The Ukrainian experience was somewhat unique because the Ukrainians had decades of experience with tweaking and upgrading existing systems. When Ukraine became independent in 1991, they inherited large quantities of Russian Cold War era weapons and equipment. Ukraine had been arguably the center of weapons development, production, and upgrades while part of the Soviet Union. After 1991 they merged those skills with newly acquired Western marketing savvy. The Ukrainians modified and upgraded their Soviet era weapons to be more attractive to potential buyers. By 2014 Ukrainian had made all this into a sizable portion of their economy. The Ukrainian skills and speed with learning and modifying new Western weapons was, in hindsight, obvious.

The Russians did not pay attention. The poor performance of the Russian military in Ukraine during its 2022 invasion was not a surprise to everyone. Journalists, politicians in general and the Russians were taken by surprise but military historians, the U.S. Army and the Ukrainian military were not. That’s because the American army finally realized, in the 1980s, that a fundamental problem in warfare was not paying attention to what had worked in the past and why. Those who possess this predictive capability also know that it’s best to keep quiet about what they know because the enemy will adapt once the shooting starts, and some foes do that rather quickly. Most do not because admitting you were wrong is something most senior military commander’s resist.
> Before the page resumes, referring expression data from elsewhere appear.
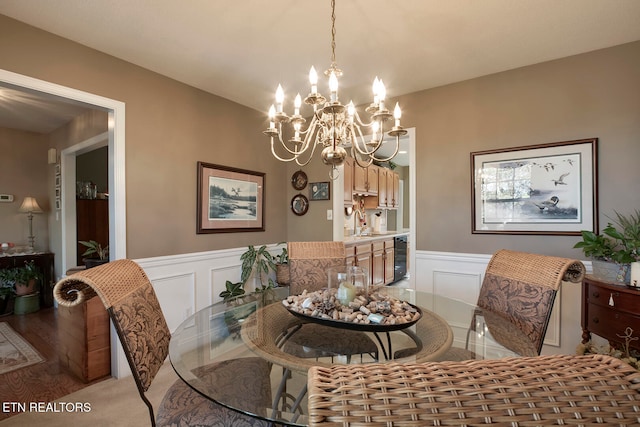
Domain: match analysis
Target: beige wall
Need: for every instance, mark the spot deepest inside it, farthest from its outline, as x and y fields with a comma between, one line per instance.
x=169, y=127
x=313, y=226
x=590, y=95
x=23, y=172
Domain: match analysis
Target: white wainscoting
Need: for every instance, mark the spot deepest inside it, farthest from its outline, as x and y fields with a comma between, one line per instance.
x=186, y=283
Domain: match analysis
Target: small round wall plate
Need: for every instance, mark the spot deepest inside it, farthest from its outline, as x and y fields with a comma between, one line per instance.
x=299, y=204
x=299, y=180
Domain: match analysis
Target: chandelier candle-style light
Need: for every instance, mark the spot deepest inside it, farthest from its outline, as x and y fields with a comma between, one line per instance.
x=333, y=125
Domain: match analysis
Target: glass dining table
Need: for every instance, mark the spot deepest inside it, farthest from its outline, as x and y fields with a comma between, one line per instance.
x=260, y=327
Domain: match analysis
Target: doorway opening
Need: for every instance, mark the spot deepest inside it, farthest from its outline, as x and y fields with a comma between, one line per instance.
x=115, y=137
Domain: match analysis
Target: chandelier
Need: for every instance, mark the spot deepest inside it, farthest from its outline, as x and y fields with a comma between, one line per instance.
x=333, y=125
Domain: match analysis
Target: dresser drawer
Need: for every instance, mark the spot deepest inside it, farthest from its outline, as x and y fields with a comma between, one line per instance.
x=620, y=298
x=610, y=323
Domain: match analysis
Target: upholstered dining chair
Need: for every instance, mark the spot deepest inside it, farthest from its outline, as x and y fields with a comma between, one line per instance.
x=133, y=307
x=517, y=293
x=309, y=263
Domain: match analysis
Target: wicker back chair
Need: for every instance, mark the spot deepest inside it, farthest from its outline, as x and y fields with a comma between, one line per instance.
x=521, y=287
x=309, y=262
x=516, y=391
x=131, y=302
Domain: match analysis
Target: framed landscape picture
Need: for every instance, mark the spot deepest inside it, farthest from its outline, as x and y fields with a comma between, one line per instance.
x=538, y=189
x=229, y=199
x=319, y=191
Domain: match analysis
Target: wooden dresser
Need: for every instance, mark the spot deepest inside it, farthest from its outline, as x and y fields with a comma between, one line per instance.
x=608, y=309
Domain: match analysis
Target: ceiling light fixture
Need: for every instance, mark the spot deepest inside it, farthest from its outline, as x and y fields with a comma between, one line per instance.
x=333, y=125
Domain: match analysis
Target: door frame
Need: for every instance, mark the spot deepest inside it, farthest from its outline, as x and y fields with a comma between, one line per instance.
x=117, y=187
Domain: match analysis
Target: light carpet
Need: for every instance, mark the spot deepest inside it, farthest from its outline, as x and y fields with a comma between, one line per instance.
x=112, y=402
x=15, y=352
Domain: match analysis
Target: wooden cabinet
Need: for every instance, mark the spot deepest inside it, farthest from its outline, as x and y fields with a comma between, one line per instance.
x=395, y=192
x=84, y=345
x=365, y=180
x=376, y=256
x=92, y=223
x=377, y=263
x=608, y=309
x=348, y=181
x=350, y=252
x=389, y=261
x=383, y=195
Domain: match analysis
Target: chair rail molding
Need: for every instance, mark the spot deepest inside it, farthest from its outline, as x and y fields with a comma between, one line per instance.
x=460, y=275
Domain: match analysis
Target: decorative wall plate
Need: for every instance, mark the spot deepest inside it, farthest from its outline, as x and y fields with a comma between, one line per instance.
x=299, y=180
x=299, y=204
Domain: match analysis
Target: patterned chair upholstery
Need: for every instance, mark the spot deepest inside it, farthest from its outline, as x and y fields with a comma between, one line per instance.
x=519, y=288
x=308, y=263
x=512, y=391
x=131, y=302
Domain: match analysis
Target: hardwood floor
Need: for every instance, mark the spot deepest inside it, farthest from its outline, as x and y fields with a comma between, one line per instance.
x=42, y=382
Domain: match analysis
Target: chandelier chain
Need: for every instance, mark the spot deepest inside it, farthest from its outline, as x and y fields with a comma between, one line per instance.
x=334, y=126
x=333, y=34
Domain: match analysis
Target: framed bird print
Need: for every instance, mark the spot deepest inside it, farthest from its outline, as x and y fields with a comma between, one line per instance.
x=229, y=199
x=537, y=189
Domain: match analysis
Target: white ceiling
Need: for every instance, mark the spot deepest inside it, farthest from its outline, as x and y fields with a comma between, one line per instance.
x=242, y=49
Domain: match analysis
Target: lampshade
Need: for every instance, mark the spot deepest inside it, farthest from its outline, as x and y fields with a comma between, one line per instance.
x=30, y=205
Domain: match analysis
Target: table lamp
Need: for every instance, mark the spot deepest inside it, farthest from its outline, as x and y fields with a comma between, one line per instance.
x=30, y=206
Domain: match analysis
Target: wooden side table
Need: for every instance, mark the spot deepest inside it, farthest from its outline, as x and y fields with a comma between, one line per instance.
x=84, y=339
x=608, y=309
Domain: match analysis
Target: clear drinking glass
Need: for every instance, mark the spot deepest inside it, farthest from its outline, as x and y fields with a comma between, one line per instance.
x=349, y=282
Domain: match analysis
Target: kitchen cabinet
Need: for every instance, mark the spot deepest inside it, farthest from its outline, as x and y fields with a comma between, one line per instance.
x=350, y=253
x=389, y=261
x=92, y=223
x=365, y=180
x=363, y=257
x=377, y=256
x=388, y=191
x=382, y=187
x=84, y=346
x=395, y=193
x=348, y=181
x=608, y=309
x=44, y=262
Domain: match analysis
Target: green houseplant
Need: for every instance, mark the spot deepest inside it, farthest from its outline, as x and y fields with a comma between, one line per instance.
x=282, y=266
x=618, y=245
x=96, y=254
x=255, y=263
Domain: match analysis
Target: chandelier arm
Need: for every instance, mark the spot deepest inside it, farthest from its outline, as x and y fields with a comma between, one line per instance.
x=360, y=122
x=386, y=159
x=282, y=159
x=358, y=162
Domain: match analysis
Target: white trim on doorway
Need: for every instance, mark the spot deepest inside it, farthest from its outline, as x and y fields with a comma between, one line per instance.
x=117, y=188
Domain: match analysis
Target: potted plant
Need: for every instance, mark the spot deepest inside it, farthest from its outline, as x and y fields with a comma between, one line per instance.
x=256, y=263
x=7, y=289
x=27, y=278
x=614, y=249
x=282, y=266
x=95, y=253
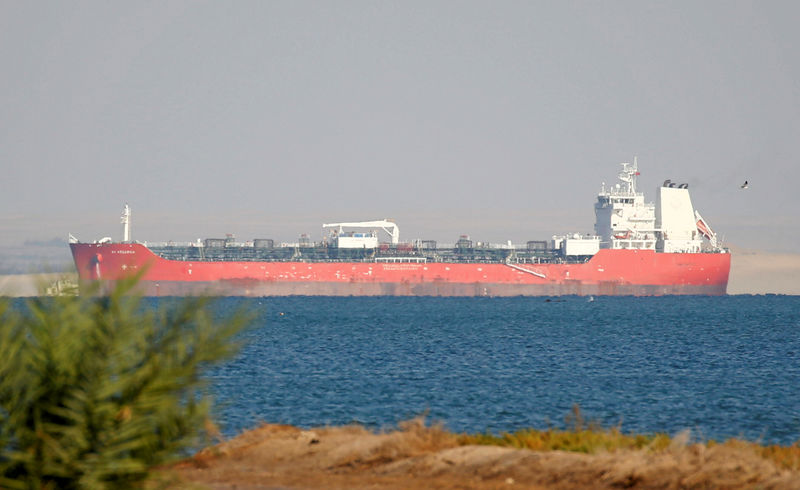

The Americans have CALL, which records mistakes as well as successes and helps users do what works and avoid what doesn’t and do it all in a timely manner. Because of the Ukraine War CALL now has a lot of useful advice on the use and abuse of UAVs. The developers of a new Americans scout helicopter made contributions to CALL on how not to solve problems using older technology when cheaper new tech like cheap UAVs were available.